Money makes the world go round. And this week an influential taskforce has called for action in unleashing $1 trillion of investments to create positive social change.

Almost a third of the population in Senegal are livestock herders. Yet, 90% of the dairy products available to buy in the country are made from imported powdered milk, which has low nutritional value. It’s a perverse situation, but one that a small family business called La Laiterie du Berger (LDB) is trying to remedy.

A farmer wanting to supply LDB with milk is given a uniquely identifiable churn which allows the volume of milk produced to be monitored. LDB gets the final products into the shops – 6,000 currently stock them – and is increasing the herders’ annual income. This year they expect incomes to be €408, up from €314 three years ago; a boost for the family and for the local economy.

Being able to demonstrate the impact of their business through these metrics is what’s attracting investors – funds such Investisseurs e Partenaires (I&P), PhiTrust Partennaires and the Grameen Credit Agricole Microfinance Foundation are involved.

Or take the pioneering Peterborough Social Impact Bonds (SIBs), which highlight the potential of social impact investments for some of the biggest social spenders – governments. Set up in England in 2010, it attracted £5 million from charitable trusts and foundations, which was given to a number of organisations with experience in cutting reoffending. Investors get a financial return if the reconviction rate falls by a certain percentage each year.

Both these case studies are examples of ‘social impact investing’. This is a broad term which covers a spectrum of activities from the philanthropic through to responsible and sustainable investment with a market rate of return, but where specific social objectives as well as financial return are targeted.

By bringing a third dimension, impact, to the 20th century capital market dimensions of risk and return, impact investing has the potential to transform our ability to build a better society for all.

Impact Investment: the invisible heart of markets

Such investing is explored in detail in this new report, ‘Impact Investment: the invisible heart of markets’, from the The Taskforce on Social Impact Investment, established by UK Prime Minister David Cameron under the UK’s presidency of the G8. It’s been published to highlight the potential of such investments to help solve some of society’s most pressing issues, from crime to poverty, homelessness to caring for the elderly.

“In driving the achievement of impact, social impact investment harnesses the forces of entrepreneurship and capital and the power of markets to do good. It brings the invisible heart of markets to guide their invisible hand,” said Sir Ronald Cohen, chairman of the Taskforce on Social Impact Investment.

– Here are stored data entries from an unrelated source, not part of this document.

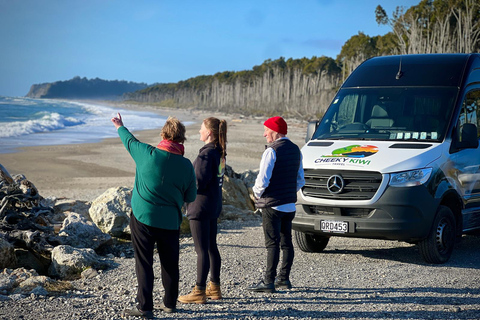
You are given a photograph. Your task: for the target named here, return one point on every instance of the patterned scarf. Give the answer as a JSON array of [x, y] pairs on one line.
[[172, 147]]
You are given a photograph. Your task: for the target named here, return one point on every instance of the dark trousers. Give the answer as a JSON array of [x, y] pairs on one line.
[[277, 227], [144, 239], [204, 234]]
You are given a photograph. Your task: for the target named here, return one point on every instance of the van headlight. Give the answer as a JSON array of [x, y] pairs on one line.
[[410, 178]]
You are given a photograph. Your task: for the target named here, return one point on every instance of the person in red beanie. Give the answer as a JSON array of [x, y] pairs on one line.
[[275, 190]]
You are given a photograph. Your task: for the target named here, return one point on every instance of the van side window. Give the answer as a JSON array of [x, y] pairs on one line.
[[470, 110]]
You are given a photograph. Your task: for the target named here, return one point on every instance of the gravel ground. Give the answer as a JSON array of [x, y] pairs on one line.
[[352, 279]]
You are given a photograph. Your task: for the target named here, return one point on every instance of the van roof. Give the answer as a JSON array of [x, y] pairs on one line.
[[410, 70]]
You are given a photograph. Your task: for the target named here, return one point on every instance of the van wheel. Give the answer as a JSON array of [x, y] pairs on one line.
[[438, 246], [310, 242]]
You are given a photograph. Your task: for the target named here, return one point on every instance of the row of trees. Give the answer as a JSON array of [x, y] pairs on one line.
[[291, 87], [306, 86], [432, 26]]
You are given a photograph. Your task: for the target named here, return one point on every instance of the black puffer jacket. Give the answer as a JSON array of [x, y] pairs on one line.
[[209, 170]]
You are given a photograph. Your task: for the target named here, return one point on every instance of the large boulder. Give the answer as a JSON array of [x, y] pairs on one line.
[[78, 232], [68, 262], [111, 211], [7, 254]]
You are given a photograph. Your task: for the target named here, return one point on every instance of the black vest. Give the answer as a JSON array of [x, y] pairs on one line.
[[282, 188]]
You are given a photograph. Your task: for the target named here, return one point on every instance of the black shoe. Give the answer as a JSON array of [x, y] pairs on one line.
[[164, 308], [137, 313], [283, 284], [262, 287]]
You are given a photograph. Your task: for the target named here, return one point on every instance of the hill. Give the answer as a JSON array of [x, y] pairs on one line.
[[83, 88]]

And it’s growing fast. According to the latest study by the Global Impact Investment Network and JP Morgan, the amount invested by the 125 leading impact investors is forecast to grow by 19% this year. These investors include fund managers, banks, foundations, development finance institutions, pension funds, and non-profits. The approach addresses the growing belief amongst many that investment, not charity, is what will drive real change, that there “is no inevitable trade-off between financial and social return”, and that cross-sectoral collaboration can help tackle some of these old and tricky problems.

And the report expects the millennial generation to play a part in the rise of impact investment. As they put it, “Members of the millennial generation that are entering the workforce today want their work to have a purpose beyond merely making money, whilst older generations too are ever less willing to settle for a compartmentalisation of how they earn a living and how they want the world to be.”

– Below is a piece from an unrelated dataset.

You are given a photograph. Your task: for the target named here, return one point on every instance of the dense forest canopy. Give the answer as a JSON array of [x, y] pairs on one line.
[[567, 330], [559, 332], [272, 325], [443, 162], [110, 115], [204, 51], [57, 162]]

Though aspects of impact investing have a long history in some countries, this is a relatively young space, and there is much to do to create the conditions for a robust and effective ecosystem. The report contains a number of recommendations, including: encouraging pension funds to include impact investments in their offer; enabling impact-driven businesses to lock-in their social mission through legal forms; appointing a senior government Minister to champion impact investment; and reforming legal and regulatory frameworks for charitable organisations to help them to embrace entrepreneurial risk-taking and innovation.

The rewards could be huge. Citing a 2010 JP Morgan and Rockefeller study, the report’s authors say that if their recommendations are followed, “there is the potential to quickly unleash up to $1 trillion of new investment to tackle social problems more innovatively and effectively”.